His impressive book, Empire (2002 Basic Books), details the rise and fall of the British colonial empire. The parallels with present day America are there to see, enough to make a thoughtful reader more than uneasy.
I also read Ferguson’s book Colossus, subtitled The Rise and Fall of the American Empire (2004 Penguin). The author suggests that the United States already is the most powerful empire in all of history, with economic, political and military resources unequaled by any other nation, now or before.
Are We the Next Fallen Empire?
Now comes a new book that I intend to add to my summer reading list: Cullen Murphy’s Are We Rome? The author argues that we are a modern day replica of the Roman Empire, but in unexpected ways.
He says it’s not so much a declining America’s tendency toward moral decadence and our astounding military might that make us like Rome. It’s the dangerous blurring of public and private responsibilities. These shirked responsibilities paired with an inflated sense of power can blind us to what’s happening not only beyond our borders, but right here at home.
Looking across the nation and the world we should consider seriously the obvious question: Is this enormous power America holds being used wisely and well?
Official Washington, like imperial Rome, prizes its status as the city around which the world revolves, according to Are We Rome?
Yet author Colin Murphy claims there’s a crucial difference. Where Rome was all about self-satisfaction and glory, America, he says, prides itself on self-improvement and improvement of the world. It’s this optimistic quality, he believes, that may make it possible for us to reinvent ourselves instead of going the way of the ancient empire.
I hope he’s correct, but based on recent history I have my doubts.
It’s Hard to Be Optimistic When the Similarities Are So Striking
Aside from the moral objections to abusing military power to achieve laudable ends, Professor Ferguson points to the real reason the British Empire fell.
According to Ferguson, it wasn’t just the loss of colonies in India and Africa that killed the Empire. The British Empire rapidly disintegrated after World War II because the U.K.’s resources were depleted by its war against Germany. The country was worn out by massive borrowing and expenditures the U.K. couldn’t afford. It was this financial and economic over extension that drained the imperial lifeblood and caused a rapid demise.

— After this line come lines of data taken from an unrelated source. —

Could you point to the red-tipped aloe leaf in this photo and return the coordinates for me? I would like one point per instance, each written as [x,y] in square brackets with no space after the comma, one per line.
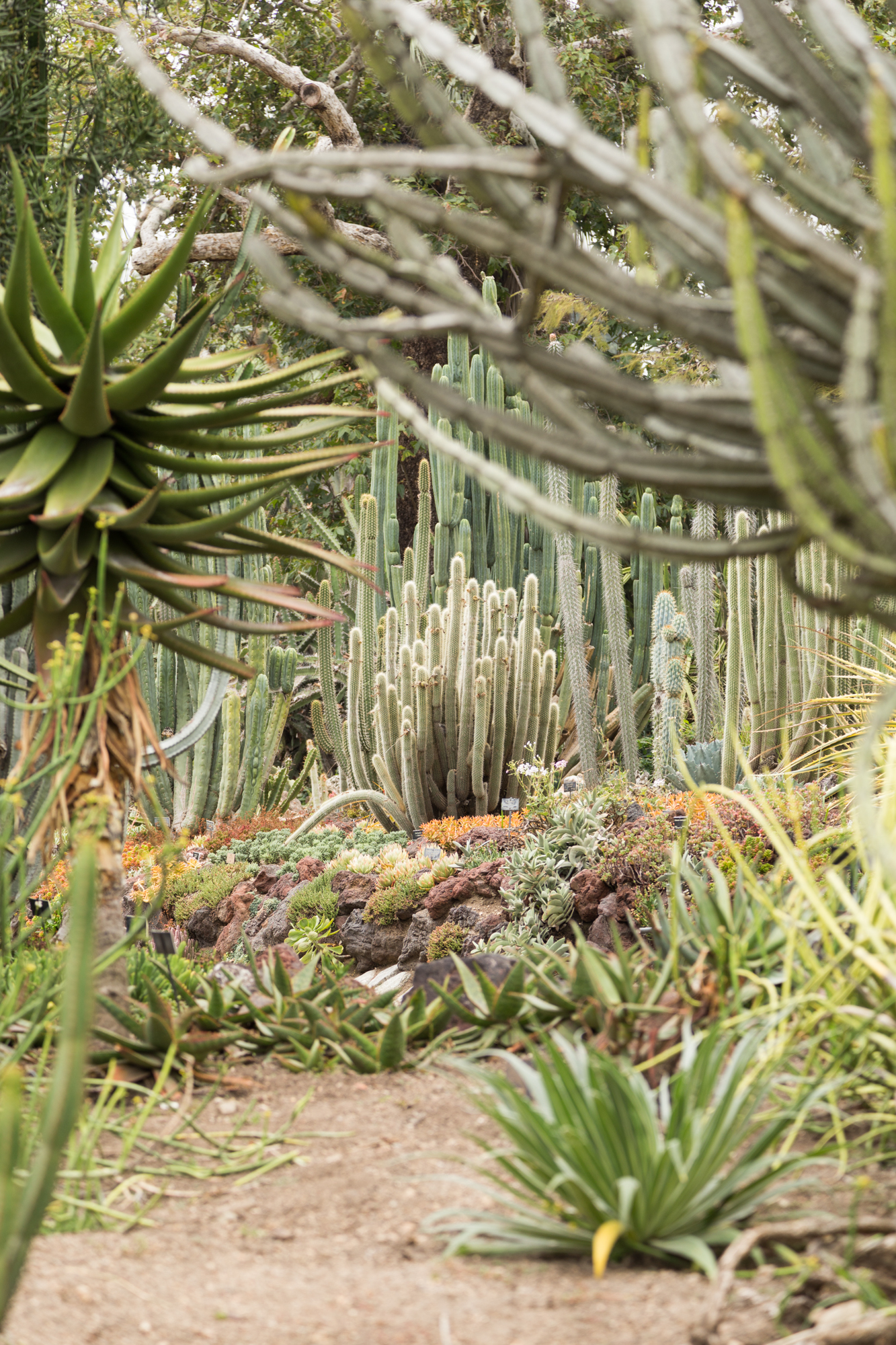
[263,383]
[79,484]
[45,457]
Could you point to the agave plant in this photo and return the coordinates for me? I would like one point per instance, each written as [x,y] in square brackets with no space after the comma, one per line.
[592,1159]
[97,443]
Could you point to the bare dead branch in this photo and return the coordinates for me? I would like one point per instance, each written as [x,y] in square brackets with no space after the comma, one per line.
[317,96]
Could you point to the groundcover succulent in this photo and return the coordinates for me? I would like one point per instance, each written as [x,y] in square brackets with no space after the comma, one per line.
[97,443]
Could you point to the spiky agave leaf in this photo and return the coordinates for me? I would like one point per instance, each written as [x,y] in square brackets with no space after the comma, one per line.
[97,442]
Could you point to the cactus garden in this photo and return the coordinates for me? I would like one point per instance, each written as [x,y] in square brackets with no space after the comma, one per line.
[447,716]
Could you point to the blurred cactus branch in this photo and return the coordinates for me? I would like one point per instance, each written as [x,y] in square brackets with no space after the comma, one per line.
[778,267]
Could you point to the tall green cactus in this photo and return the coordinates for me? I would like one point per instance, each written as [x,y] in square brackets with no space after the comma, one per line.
[667,675]
[618,633]
[447,712]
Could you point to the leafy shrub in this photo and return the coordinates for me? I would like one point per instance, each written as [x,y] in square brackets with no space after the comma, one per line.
[206,887]
[444,939]
[315,899]
[667,1172]
[397,899]
[372,841]
[317,935]
[276,848]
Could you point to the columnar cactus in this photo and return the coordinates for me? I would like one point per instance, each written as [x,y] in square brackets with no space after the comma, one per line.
[451,705]
[618,633]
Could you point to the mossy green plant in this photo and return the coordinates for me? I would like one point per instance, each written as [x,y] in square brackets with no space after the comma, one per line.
[314,899]
[446,939]
[395,902]
[206,887]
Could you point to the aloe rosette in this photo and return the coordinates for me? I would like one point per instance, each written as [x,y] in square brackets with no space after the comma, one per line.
[95,443]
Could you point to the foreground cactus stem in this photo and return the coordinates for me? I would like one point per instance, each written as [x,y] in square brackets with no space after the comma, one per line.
[97,440]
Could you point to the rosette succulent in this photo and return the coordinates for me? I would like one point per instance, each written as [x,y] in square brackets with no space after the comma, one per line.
[96,443]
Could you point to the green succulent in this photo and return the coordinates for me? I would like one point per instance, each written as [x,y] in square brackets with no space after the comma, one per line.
[95,443]
[704,766]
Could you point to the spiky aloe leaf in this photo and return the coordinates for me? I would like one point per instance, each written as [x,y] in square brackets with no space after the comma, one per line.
[88,411]
[83,295]
[147,383]
[24,376]
[18,549]
[147,303]
[79,484]
[68,553]
[46,455]
[64,479]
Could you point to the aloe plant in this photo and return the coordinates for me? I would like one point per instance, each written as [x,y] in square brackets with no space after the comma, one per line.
[628,1167]
[24,1198]
[100,443]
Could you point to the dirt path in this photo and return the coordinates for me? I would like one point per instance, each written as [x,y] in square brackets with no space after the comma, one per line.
[331,1252]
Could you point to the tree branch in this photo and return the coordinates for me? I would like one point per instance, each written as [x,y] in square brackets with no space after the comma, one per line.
[319,98]
[314,95]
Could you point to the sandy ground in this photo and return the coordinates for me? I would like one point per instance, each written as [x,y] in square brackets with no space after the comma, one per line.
[333,1252]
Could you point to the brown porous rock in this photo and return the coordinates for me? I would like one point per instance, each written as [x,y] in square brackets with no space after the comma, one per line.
[589,891]
[482,883]
[310,868]
[353,890]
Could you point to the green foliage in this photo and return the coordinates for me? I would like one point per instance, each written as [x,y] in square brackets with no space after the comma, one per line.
[204,887]
[585,1141]
[446,938]
[85,462]
[395,899]
[32,1145]
[315,935]
[276,848]
[315,899]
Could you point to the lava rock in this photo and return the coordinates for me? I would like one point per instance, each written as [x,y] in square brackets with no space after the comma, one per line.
[266,879]
[489,922]
[589,891]
[275,929]
[612,911]
[233,913]
[235,973]
[290,958]
[464,917]
[470,884]
[310,868]
[413,950]
[205,927]
[388,944]
[444,973]
[283,887]
[353,890]
[357,942]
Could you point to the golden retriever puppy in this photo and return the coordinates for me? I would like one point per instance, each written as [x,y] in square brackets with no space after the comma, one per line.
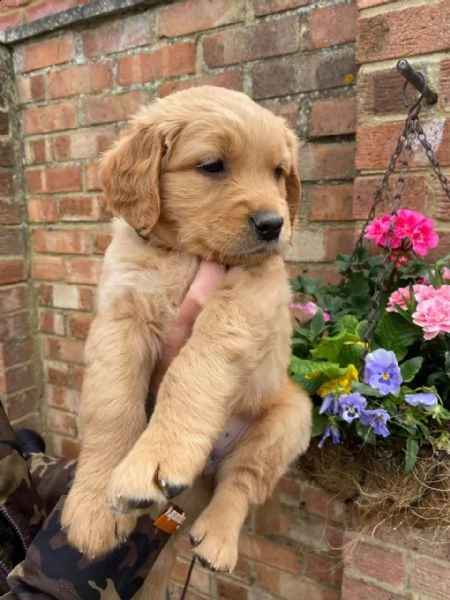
[203,174]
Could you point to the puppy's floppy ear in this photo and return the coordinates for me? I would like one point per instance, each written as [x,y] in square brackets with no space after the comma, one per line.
[129,173]
[293,180]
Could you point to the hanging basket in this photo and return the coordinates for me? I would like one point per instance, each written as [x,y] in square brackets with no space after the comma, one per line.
[379,378]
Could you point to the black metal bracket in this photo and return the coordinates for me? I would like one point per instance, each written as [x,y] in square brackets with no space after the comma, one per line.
[418,80]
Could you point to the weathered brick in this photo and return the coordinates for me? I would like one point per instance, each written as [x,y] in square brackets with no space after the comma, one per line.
[83,143]
[49,118]
[303,73]
[330,202]
[129,32]
[270,38]
[198,15]
[11,241]
[358,590]
[333,116]
[82,270]
[267,7]
[168,61]
[56,179]
[381,36]
[47,268]
[71,351]
[42,210]
[40,10]
[379,562]
[12,270]
[81,78]
[60,241]
[46,53]
[230,79]
[332,25]
[109,109]
[327,161]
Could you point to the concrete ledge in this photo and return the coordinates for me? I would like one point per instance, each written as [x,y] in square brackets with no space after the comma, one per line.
[72,16]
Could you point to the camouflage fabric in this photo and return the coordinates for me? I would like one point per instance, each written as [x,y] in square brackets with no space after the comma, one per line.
[36,560]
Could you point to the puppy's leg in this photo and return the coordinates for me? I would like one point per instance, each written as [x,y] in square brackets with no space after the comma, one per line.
[120,358]
[249,475]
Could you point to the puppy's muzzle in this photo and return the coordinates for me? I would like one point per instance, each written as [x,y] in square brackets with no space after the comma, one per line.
[267,224]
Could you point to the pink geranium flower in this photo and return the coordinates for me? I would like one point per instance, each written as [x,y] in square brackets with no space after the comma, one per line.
[408,226]
[433,313]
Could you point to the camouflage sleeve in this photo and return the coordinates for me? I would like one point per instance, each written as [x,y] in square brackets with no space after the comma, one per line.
[54,570]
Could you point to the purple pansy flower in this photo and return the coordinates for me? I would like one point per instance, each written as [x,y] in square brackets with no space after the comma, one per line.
[351,405]
[330,431]
[423,399]
[376,419]
[329,405]
[382,371]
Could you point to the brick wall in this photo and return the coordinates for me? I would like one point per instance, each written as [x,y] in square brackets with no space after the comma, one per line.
[75,88]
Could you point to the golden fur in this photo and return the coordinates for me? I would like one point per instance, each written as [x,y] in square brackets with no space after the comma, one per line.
[236,358]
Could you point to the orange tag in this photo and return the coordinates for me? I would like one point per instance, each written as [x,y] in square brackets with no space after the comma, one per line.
[171,519]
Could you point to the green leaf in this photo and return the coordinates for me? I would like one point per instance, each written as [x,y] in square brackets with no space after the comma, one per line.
[410,368]
[412,449]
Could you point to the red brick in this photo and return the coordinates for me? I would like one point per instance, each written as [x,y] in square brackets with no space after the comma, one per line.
[47,53]
[61,422]
[10,20]
[42,210]
[168,61]
[60,241]
[330,26]
[47,268]
[82,270]
[130,32]
[269,552]
[270,38]
[352,589]
[109,109]
[324,568]
[9,213]
[79,79]
[57,179]
[378,562]
[71,351]
[14,326]
[229,79]
[334,116]
[291,587]
[83,143]
[12,270]
[31,89]
[50,118]
[306,72]
[382,36]
[327,161]
[13,299]
[57,375]
[267,7]
[51,322]
[39,10]
[14,352]
[330,202]
[11,241]
[6,184]
[198,15]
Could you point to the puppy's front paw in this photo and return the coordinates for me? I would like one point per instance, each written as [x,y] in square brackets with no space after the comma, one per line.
[215,544]
[92,527]
[151,474]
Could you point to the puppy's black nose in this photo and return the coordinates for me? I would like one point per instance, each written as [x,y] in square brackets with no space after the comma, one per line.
[268,224]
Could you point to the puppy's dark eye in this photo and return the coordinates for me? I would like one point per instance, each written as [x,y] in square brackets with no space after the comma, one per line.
[215,167]
[278,172]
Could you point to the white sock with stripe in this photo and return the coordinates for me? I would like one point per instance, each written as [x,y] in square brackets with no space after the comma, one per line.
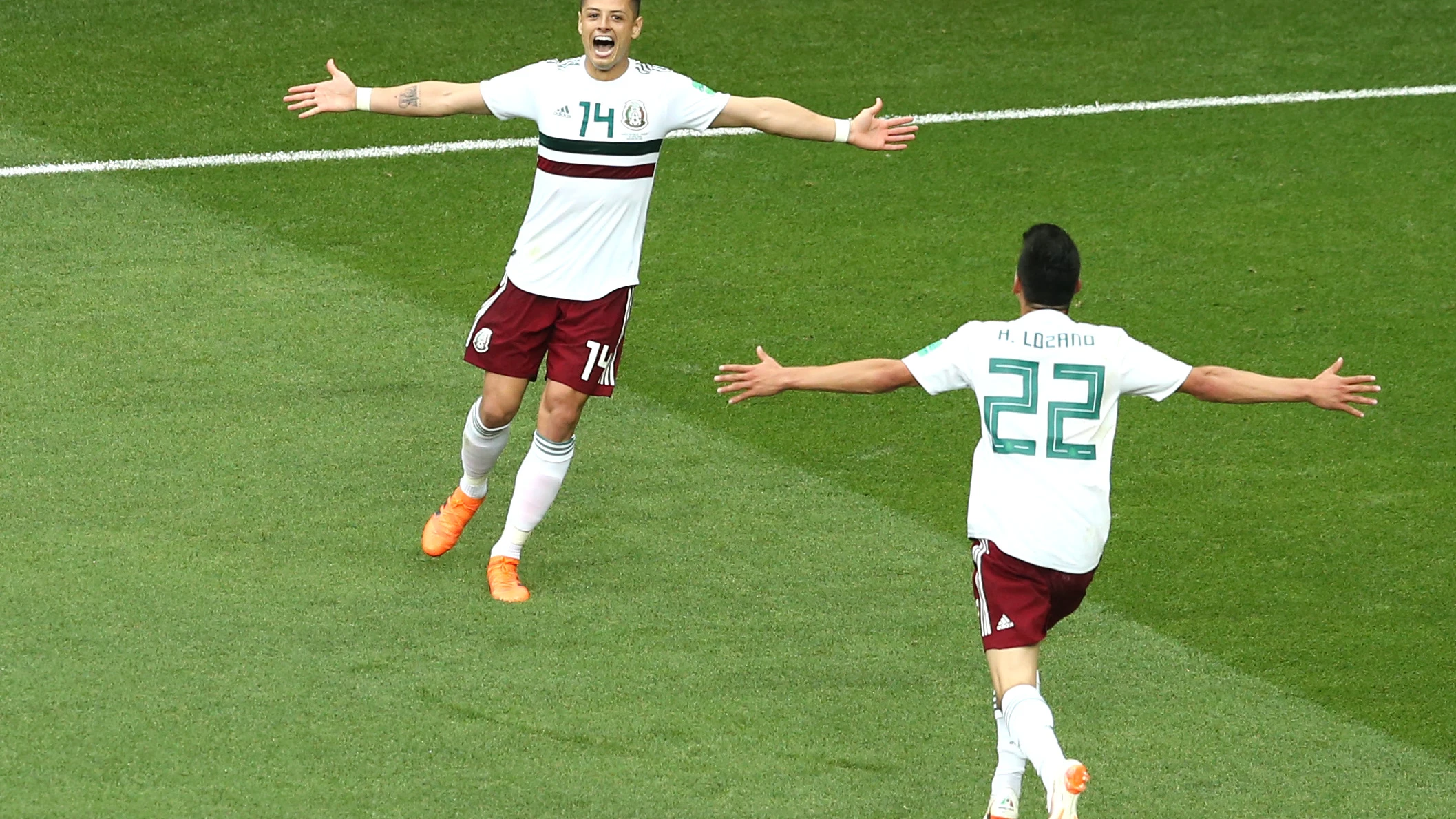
[1028,719]
[481,447]
[1011,763]
[536,487]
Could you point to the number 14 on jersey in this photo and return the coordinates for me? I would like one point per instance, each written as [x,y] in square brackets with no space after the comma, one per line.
[589,117]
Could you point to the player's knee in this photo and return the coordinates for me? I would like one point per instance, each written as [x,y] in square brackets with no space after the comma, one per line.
[558,418]
[496,414]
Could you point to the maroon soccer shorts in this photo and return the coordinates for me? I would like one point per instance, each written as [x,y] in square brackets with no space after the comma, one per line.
[1020,602]
[581,341]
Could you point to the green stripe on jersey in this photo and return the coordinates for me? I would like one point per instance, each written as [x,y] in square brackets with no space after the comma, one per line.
[600,149]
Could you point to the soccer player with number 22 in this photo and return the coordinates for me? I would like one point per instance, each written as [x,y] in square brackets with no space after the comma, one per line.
[1039,513]
[567,292]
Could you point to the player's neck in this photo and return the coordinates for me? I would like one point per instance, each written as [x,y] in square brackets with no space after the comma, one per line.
[1030,308]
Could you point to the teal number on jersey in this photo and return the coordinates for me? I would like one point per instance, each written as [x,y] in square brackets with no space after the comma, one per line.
[1022,403]
[1059,412]
[589,117]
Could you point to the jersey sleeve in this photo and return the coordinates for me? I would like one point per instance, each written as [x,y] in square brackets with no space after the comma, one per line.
[693,105]
[511,95]
[1150,373]
[944,365]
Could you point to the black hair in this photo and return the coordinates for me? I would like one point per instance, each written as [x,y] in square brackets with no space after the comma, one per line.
[1048,266]
[637,6]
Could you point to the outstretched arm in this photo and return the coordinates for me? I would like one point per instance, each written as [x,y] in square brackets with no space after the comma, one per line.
[430,98]
[783,118]
[769,377]
[1328,390]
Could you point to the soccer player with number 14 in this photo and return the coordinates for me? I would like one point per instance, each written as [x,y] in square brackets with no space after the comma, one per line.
[567,292]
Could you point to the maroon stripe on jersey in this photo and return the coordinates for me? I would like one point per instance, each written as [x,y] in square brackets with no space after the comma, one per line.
[596,171]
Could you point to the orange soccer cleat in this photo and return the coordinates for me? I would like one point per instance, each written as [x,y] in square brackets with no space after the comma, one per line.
[505,584]
[443,529]
[1065,796]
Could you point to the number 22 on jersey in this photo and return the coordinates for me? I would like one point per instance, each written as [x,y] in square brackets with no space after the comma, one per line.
[1057,415]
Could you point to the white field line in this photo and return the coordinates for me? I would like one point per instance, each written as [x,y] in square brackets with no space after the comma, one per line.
[922,118]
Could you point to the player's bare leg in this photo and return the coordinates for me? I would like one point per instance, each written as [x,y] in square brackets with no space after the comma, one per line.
[1028,719]
[487,431]
[536,485]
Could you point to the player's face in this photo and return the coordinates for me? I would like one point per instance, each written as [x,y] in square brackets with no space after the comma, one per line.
[608,30]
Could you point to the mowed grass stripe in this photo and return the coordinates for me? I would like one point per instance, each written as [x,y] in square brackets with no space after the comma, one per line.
[219,454]
[428,149]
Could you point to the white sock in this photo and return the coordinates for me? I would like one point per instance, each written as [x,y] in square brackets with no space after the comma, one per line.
[1028,721]
[479,449]
[1011,763]
[536,487]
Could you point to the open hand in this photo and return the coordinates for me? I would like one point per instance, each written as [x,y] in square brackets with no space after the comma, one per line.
[333,96]
[1334,392]
[752,380]
[865,131]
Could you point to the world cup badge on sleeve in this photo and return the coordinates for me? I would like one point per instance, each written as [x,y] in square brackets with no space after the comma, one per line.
[635,116]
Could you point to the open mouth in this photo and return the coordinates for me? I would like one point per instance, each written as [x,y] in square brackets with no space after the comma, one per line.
[603,45]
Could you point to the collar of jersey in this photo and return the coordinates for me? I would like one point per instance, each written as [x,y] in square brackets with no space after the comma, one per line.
[1055,316]
[584,70]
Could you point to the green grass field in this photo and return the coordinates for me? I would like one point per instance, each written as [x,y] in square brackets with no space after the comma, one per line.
[229,399]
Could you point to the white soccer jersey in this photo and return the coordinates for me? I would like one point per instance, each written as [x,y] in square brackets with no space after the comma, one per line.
[1047,389]
[599,143]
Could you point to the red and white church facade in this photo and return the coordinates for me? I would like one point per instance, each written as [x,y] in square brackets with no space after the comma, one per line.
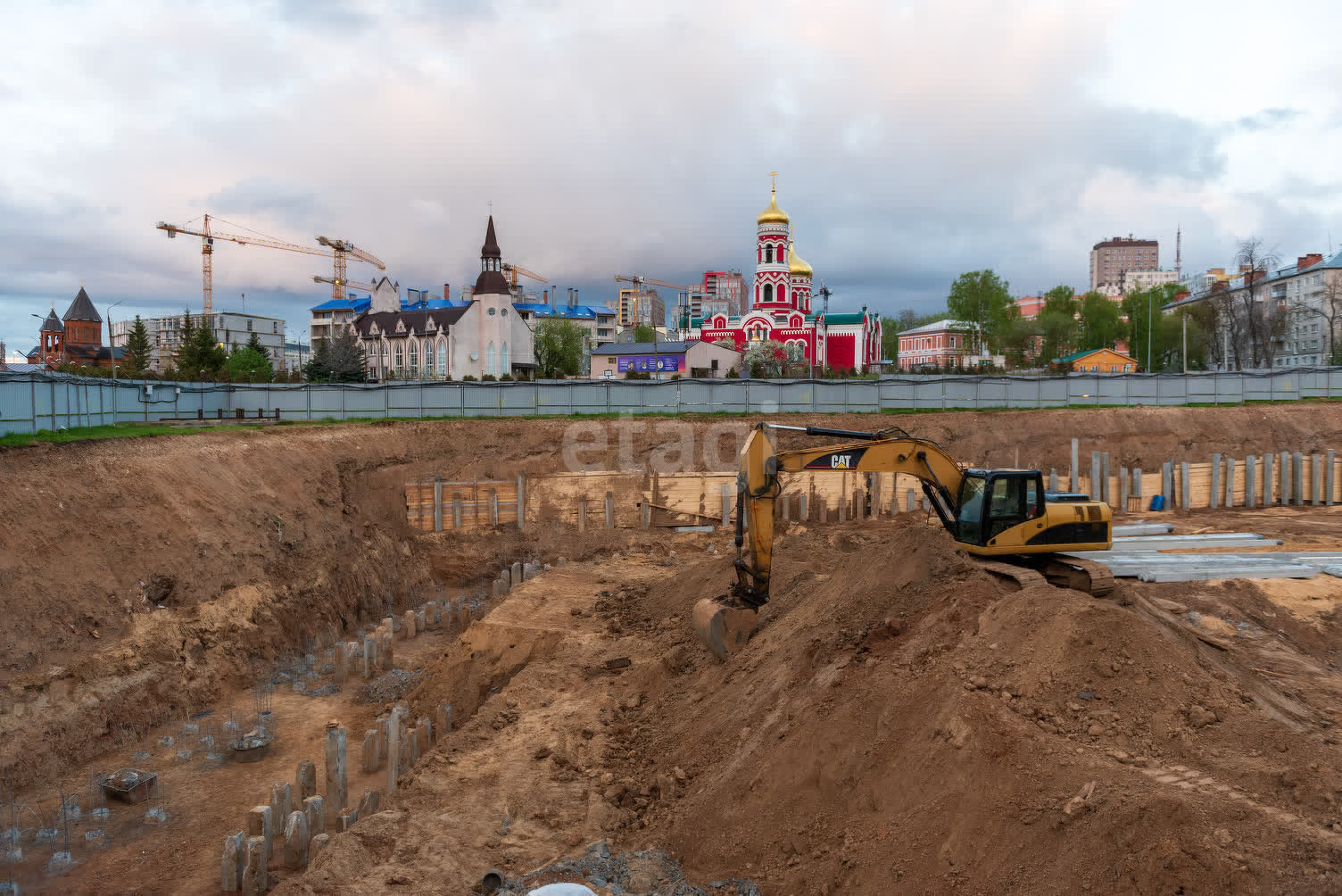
[780,307]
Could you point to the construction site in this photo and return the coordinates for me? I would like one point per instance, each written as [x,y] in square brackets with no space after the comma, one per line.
[436,658]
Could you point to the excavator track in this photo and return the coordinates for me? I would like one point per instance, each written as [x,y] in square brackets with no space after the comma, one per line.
[1015,577]
[1060,572]
[1081,576]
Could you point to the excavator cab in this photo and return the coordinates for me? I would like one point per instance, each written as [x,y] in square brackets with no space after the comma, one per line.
[990,512]
[993,501]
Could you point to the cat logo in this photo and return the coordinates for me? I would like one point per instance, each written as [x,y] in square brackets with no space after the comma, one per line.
[838,460]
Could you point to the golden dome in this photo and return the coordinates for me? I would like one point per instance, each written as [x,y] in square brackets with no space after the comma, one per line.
[798,266]
[772,215]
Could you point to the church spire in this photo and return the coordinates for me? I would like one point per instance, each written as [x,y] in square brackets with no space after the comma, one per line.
[492,277]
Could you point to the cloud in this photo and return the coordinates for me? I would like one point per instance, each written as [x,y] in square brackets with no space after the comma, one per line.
[1267,120]
[914,141]
[287,202]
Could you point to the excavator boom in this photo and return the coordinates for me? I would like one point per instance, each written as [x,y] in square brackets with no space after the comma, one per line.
[988,511]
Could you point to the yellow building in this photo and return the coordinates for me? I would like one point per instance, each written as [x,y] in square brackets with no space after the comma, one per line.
[1101,361]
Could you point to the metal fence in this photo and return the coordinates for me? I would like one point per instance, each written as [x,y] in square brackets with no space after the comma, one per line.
[32,402]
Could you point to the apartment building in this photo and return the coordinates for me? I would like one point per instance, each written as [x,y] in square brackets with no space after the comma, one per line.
[1110,261]
[231,328]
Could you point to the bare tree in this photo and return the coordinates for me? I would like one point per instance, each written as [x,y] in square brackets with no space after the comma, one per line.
[1259,318]
[1329,309]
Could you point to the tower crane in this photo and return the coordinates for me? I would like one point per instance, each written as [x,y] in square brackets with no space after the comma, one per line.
[340,250]
[344,248]
[513,270]
[353,285]
[207,250]
[639,282]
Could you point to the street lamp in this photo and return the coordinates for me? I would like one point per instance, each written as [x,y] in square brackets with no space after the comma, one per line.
[39,334]
[112,340]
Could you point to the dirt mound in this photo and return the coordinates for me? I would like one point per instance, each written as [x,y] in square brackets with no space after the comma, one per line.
[897,723]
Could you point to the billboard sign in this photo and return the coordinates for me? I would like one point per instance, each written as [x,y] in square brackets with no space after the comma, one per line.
[650,362]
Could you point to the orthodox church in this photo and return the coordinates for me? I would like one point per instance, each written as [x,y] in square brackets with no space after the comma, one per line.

Need we cite the tremendous human cost in American and other lives, plus the huge cost in dollars of the war in Iraq, (not to mention a possible war with Iran)?
Debt Threatening to Bury the U.S. in Our Own Complacency
Consider the precarious U.S. economic and financial position today.
If you often read the A-Letter , you already know the sad facts about the dollar, the budget and trade deficits, the seemingly limitless costs of entitlement programs, plus many billions more for the war and the military.
As of earlier this week, the U.S. national debt was US$8.8 trillion dollars (excluding billions in unfunded entitlements). That’s about US$29,901.00 for each American – and over 53% of that debt is owned by foreign interests. Throw in the decline in value of the U.S. dollar, and we have a major financial dilemma to face.
Civil Liberties Stripped Away One by One
Of course, we at The Sovereign Society are concerned particularly with the unjustified intrusions by the government into offshore financial matters and the destruction of personal and financial privacy.
Curbing civil liberties of all kinds has been a hallmark of the Bush administration. From U.S. military intrusions into civilian life, by taking over what once were domestic police activities and data gathering, to the unconstitutional wiretapping of phones and the detention of U.S. citizens for years without charges, once rigorously guarded freedoms have been stripped away one by one.
Another historian, Edward Gibbons wrote his classic Decline and Fall of the Roman Empire , which interestingly was first published in 1776, the year of the signing of the American Declaration of Independence. Gibbons eloquently made the case that most historic empires last for just about 200 years before eventual decline and collapse.
By that measure, the American Empire is 31 years past due. Think about that when the fireworks go off this July 4th.